Secondary mills’ prices had breached record highs last week, impelled by steep raw material prices. Semis gained by INR 200-3,000/t and rebar by INR 1,300-3,000/t.
Monthly trade-level HRC prices averaged INR 66,300/t in Feb’22 while the SteelMint HRC export index touched $850/t.
Raw material prices see a fresh push?
The impending hike in finished prices will come on the back of already elevated raw material prices which are poised for further northward spurts impelled by the Russia-Ukraine war.
It is believed that 37% of the world’s mineral deposits are located in Russia and it is the largest supplier of thermal and coking coal to the EU, with volumes at 153 mnt and 32 mnt respectively. The EU, having brought sanctions against Russia, may have to look at other sourcing geographies, a scenario that is pushing up energy prices. Australian premium low vol hard coking coal prices have already surged by $18/t last week.
The most traded iron ore futures May contract closed on China’s Dalian Stock Exchange at $111.82/t and on the Singapore Exchange, the April contract closed at $141.25/t, both up around 3%. Russia and Ukraine jointly control nearly 70 mnt of iron ore exports.

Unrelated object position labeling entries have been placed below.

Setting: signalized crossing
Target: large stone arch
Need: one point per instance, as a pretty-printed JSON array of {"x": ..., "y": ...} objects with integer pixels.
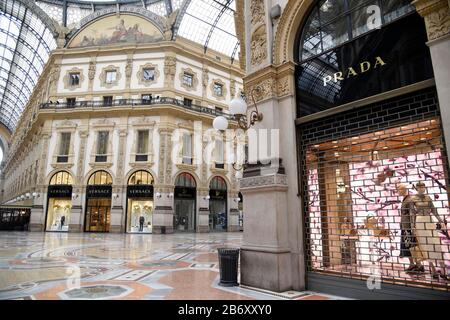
[{"x": 293, "y": 17}]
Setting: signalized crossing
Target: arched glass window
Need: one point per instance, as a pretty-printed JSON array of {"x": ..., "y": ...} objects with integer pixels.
[
  {"x": 218, "y": 183},
  {"x": 185, "y": 180},
  {"x": 100, "y": 178},
  {"x": 140, "y": 177},
  {"x": 331, "y": 23},
  {"x": 61, "y": 178}
]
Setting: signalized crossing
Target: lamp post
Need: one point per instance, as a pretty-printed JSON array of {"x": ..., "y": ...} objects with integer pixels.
[{"x": 239, "y": 109}]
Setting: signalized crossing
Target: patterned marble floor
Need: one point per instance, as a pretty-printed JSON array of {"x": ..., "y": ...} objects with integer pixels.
[{"x": 118, "y": 266}]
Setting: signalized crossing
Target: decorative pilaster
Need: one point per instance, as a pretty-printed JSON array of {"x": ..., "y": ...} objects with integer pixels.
[
  {"x": 123, "y": 132},
  {"x": 437, "y": 17},
  {"x": 170, "y": 69}
]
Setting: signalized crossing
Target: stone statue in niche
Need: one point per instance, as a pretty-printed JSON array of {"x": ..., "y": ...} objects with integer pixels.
[{"x": 168, "y": 23}]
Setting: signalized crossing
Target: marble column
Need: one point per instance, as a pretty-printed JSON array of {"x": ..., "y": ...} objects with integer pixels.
[{"x": 437, "y": 20}]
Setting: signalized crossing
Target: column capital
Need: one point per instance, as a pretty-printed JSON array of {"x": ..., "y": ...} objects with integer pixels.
[{"x": 437, "y": 17}]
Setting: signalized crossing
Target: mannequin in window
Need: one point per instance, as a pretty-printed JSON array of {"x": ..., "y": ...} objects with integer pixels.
[
  {"x": 141, "y": 223},
  {"x": 429, "y": 245},
  {"x": 63, "y": 220},
  {"x": 407, "y": 240}
]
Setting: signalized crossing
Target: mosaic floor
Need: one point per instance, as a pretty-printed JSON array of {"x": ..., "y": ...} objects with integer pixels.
[{"x": 118, "y": 266}]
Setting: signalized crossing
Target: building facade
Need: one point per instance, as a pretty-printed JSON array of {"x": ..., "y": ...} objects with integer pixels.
[
  {"x": 360, "y": 90},
  {"x": 117, "y": 135}
]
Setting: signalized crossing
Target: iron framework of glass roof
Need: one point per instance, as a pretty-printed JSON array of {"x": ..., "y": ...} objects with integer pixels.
[
  {"x": 25, "y": 45},
  {"x": 27, "y": 37}
]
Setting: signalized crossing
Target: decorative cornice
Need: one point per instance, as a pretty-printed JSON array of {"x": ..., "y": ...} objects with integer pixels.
[{"x": 264, "y": 181}]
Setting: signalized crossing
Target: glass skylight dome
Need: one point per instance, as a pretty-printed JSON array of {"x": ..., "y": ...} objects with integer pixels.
[{"x": 27, "y": 36}]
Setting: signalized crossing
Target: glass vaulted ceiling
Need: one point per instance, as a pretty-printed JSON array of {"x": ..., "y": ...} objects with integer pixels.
[
  {"x": 25, "y": 41},
  {"x": 25, "y": 45}
]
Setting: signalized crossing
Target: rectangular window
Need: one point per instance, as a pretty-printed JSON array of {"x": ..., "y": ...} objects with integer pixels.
[
  {"x": 74, "y": 79},
  {"x": 107, "y": 100},
  {"x": 187, "y": 148},
  {"x": 71, "y": 102},
  {"x": 218, "y": 154},
  {"x": 142, "y": 143},
  {"x": 64, "y": 147},
  {"x": 147, "y": 98},
  {"x": 188, "y": 79},
  {"x": 218, "y": 89},
  {"x": 187, "y": 102},
  {"x": 149, "y": 74},
  {"x": 102, "y": 145},
  {"x": 111, "y": 76}
]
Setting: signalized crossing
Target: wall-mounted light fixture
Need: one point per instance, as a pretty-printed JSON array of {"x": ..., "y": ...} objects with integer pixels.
[{"x": 239, "y": 109}]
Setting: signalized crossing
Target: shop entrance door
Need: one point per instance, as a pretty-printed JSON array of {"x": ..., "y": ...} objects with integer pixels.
[
  {"x": 184, "y": 219},
  {"x": 218, "y": 215},
  {"x": 98, "y": 214}
]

EU mills, shaken by the conflict, are scouting for prompt pellet cargoes from India. Global sentiments have pulled up domestic iron ore fines prices from Odisha by INR 300/t to four-month highs of INR 6,200/t.
Currency conundrum
As per information collected on 28 Feb’22, the Russian currency, ruble, plunged to an all-time low of nearly 30% against the dollar on US sanctions. In morning trade, it hovered at a low of 119 to the dollar. It is expected that Russian mills would take advantage of the weak ruble to increase exports to countries that have not slapped sanctions, at lower prices.
While many feel this may put Indian mills on the backfoot, others say the impact will not be immediate since one, the logistics and other backend work will take time and Indian mills will be comfortably placed till April. Secondly, many importing countries may not want to trade with Russia considering the high level of political and trade-related uncertainty prevailing at present. Thirdly, several mills in Ukraine have been impacted. ArcelorMittal is slowing down production at its major steel plant in Ukraine to a technical minimum and stopping production at its underground mines while Metinvest suspended operations, a trend that will lead to lesser global supply from Ukraine, and help Indian exporters sell more to Europe.